Bei fünf gleichen Werten ist das HashSet nur noch zwei Indizes groß.
Bei vier gleichen Werten ist das HashSet nur noch drei Indizes groß.
...

Vergleichen kann man das HashSet IMHO besser mit einer List.


----------



## Natac (19. Jun 2014)

786Newbie hat gesagt.:


> also wenn ich es richtig verstande habe ist Hashset sowas wie ein array wobei es keinen wert doppelt nimmt, dadurch würden also im set nur noch 4 sein, und da es größer als 3 ist erfüllt es die bedingung?


Eher nein.
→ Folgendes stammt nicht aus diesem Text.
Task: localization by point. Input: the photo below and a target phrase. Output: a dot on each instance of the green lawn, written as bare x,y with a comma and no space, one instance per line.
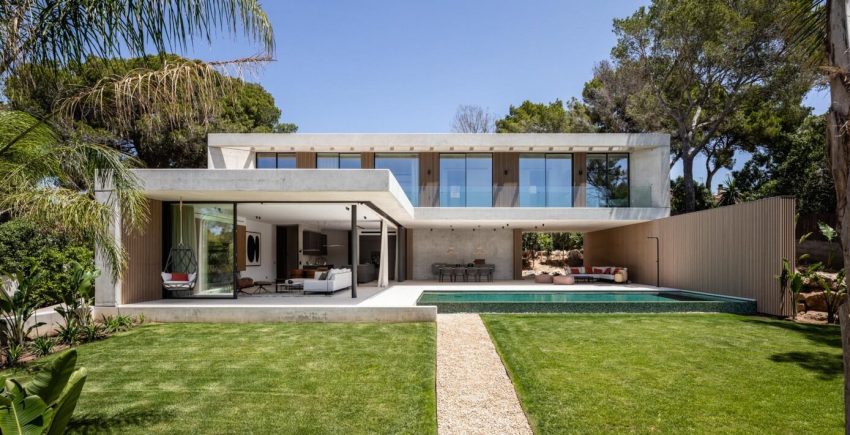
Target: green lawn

Ein Hash*Set* (Set = Menge), ist eine Menge von Werten ("Hash" sagt nur etwas über die Art der Implementierung aus).

Und genau wie bei einer Menge, gilt für jedes Set (nicht nur HashSet):
- Jeder Wert kommt nur einmal vor (deswegen gibt es keine Dopplungen)
- Die Werte haben keine bestimmte Ordnung (also gar nicht wie ein Array)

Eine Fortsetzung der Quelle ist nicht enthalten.